Turkey covers an area of ​​783,356 square kilometers, which ranks it 36th in list with the largest countries in the world. Firstly, its coastline is much extended. It begins from the outermost margin of the Black Sea, it continues to the straits of Dardanelles, it covers a part of the Aegean Sea and it reaches the Turkish-Syrian borders covering a large area of the eastern Mediterranean. Only examining its access to waterways, can each Turkish government intervene not only in maritime demarcation issues, but also in energy policies in the most neuralgic areas, namely the Black Sea, the Aegean Sea and eastern Mediterranean. It is no paradox that due to its general rise of power there are tensions in its relations with neighboring states. This fact does not discourage the White House from cooperating with it. Especially in Bosporus, the Middle Eastern country can act as a counterweight to Russian expansion, as NATO has increased its presence here. Turkish ports along with those in Bulgaria and Romania offer increased operational capabilities to NATO vessels. Any developments, therefore, in the wider maritime region will necessarily include Turkey.

Concerning its land mass, its importance is growing steadily. From the West it has access to the Balkans and in particular to countries that are members of the European Union. Its European part allows it to access and influence both individual states and the European policies. The peninsula of the Aimos and thus European affairs concern it. In the South, it borders with one of the most important countries in this moment, Syria. As a consequence, the Turkish Armed Forces was a matter of time to invade into the Syrian territory. As its land mass crosses Anatolia it reaches the border with two other important countries, Iran and Iraq. So, as those two countries are very important for the US foreign policy, Turkish value is being upgraded. Turkey is becoming a useful “link” and player in the Middle East and it is no wonder that it seeks to influence developments in the region.

The proximity of the Anatolian territory to Armenia “opens” the door for the Caucasus as well. By nature an area of ​​high importance to Washington because of the Russian presence and energy games, the Caucasus has been a post-Cold War source of turmoil with the Armenia-Azerbaijan conflict and the 2008 Russia-Georgia war. Russia’s policy in the region cited the prelude to its re-emergence as a powerful country in international politics. Therefore, a Baku-Ankara axis can act as a counterweight to Russia’s expansive influence.

Turkey’s geographical location also allows it to be “culturally’ bordered with people of Turkish descent leaving in Central Asia. In the 1990’s with the break-up of the Eastern bloc, for many analysts and policy-makers in the West, Turkey could play the role of a “bridge” that would favor the Western world’s rapprochement with these populations.

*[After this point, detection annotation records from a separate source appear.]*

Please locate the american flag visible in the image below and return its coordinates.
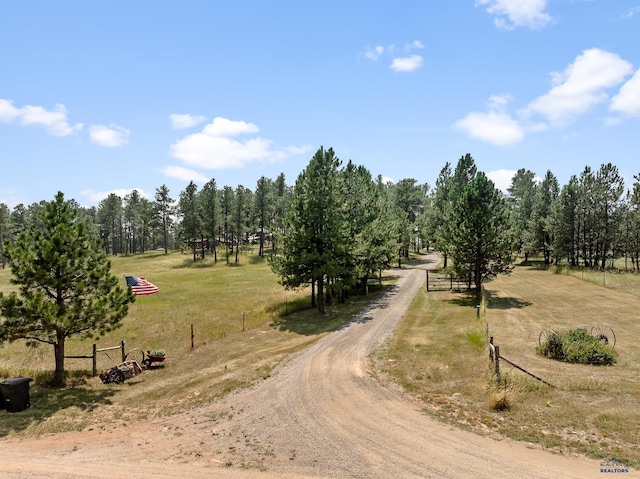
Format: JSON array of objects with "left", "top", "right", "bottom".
[{"left": 125, "top": 276, "right": 158, "bottom": 296}]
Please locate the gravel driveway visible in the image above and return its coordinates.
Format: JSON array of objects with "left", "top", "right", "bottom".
[{"left": 0, "top": 256, "right": 608, "bottom": 479}]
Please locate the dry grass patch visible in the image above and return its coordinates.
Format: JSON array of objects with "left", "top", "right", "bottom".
[
  {"left": 0, "top": 253, "right": 389, "bottom": 437},
  {"left": 379, "top": 266, "right": 640, "bottom": 468}
]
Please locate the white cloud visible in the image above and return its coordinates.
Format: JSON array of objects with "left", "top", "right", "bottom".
[
  {"left": 455, "top": 111, "right": 524, "bottom": 146},
  {"left": 0, "top": 98, "right": 20, "bottom": 123},
  {"left": 364, "top": 45, "right": 384, "bottom": 62},
  {"left": 476, "top": 0, "right": 551, "bottom": 30},
  {"left": 0, "top": 98, "right": 83, "bottom": 136},
  {"left": 170, "top": 117, "right": 309, "bottom": 169},
  {"left": 162, "top": 165, "right": 209, "bottom": 183},
  {"left": 522, "top": 48, "right": 632, "bottom": 126},
  {"left": 169, "top": 113, "right": 207, "bottom": 130},
  {"left": 89, "top": 123, "right": 130, "bottom": 148},
  {"left": 610, "top": 70, "right": 640, "bottom": 116},
  {"left": 80, "top": 188, "right": 154, "bottom": 203},
  {"left": 389, "top": 55, "right": 422, "bottom": 72}
]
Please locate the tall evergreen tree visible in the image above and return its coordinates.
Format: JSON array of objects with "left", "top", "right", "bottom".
[
  {"left": 254, "top": 176, "right": 275, "bottom": 256},
  {"left": 154, "top": 185, "right": 175, "bottom": 254},
  {"left": 452, "top": 172, "right": 512, "bottom": 299},
  {"left": 507, "top": 168, "right": 536, "bottom": 261},
  {"left": 0, "top": 203, "right": 11, "bottom": 269},
  {"left": 198, "top": 178, "right": 220, "bottom": 263},
  {"left": 178, "top": 181, "right": 202, "bottom": 261},
  {"left": 0, "top": 193, "right": 134, "bottom": 385}
]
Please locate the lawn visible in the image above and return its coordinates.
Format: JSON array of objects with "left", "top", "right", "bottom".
[{"left": 0, "top": 252, "right": 382, "bottom": 437}]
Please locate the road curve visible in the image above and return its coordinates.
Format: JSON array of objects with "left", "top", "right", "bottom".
[{"left": 0, "top": 256, "right": 612, "bottom": 479}]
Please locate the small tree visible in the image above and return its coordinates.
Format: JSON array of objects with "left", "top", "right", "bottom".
[{"left": 0, "top": 192, "right": 134, "bottom": 386}]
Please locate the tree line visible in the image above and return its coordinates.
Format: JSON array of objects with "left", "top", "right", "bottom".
[{"left": 0, "top": 147, "right": 640, "bottom": 302}]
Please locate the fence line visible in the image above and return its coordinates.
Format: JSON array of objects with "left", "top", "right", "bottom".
[
  {"left": 489, "top": 336, "right": 555, "bottom": 387},
  {"left": 65, "top": 339, "right": 126, "bottom": 376}
]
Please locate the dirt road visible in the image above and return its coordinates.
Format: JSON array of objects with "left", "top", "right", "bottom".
[{"left": 0, "top": 257, "right": 612, "bottom": 479}]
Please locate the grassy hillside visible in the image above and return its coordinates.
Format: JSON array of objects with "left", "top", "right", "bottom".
[{"left": 0, "top": 253, "right": 390, "bottom": 437}]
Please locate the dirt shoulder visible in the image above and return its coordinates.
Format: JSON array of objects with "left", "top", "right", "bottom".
[{"left": 0, "top": 257, "right": 620, "bottom": 479}]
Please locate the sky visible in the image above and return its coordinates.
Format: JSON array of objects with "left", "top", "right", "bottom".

Whether this targeting failed and Ankara sought to play a role of the “mother-land” for those people, it is indicative of how the West treats the Turkish side.


In conclusion

From the above summary of Turkey’s geographical value, the author considers that it is understandable why the American governments – that of Trump could not be an exception – are very much in favor of Ankara and maintain generally a conciliatory attitude towards it.

Turkey, because of its size, can act as both an intermediary and a US partner, but also as a counterweight to the increased power of neighboring countries such as Russia and Iran. That is why he did not pursue a dynamic policy towards Erdogan during the last Turkish invasion of northern Syria.

As a consequence, it seems that Washington is likely to continue to hold an alternative stance to Ankara because the latter has multiple roles in American political plans. This attitude is not limited to Trump, but has been characterizing American foreign policy for decades.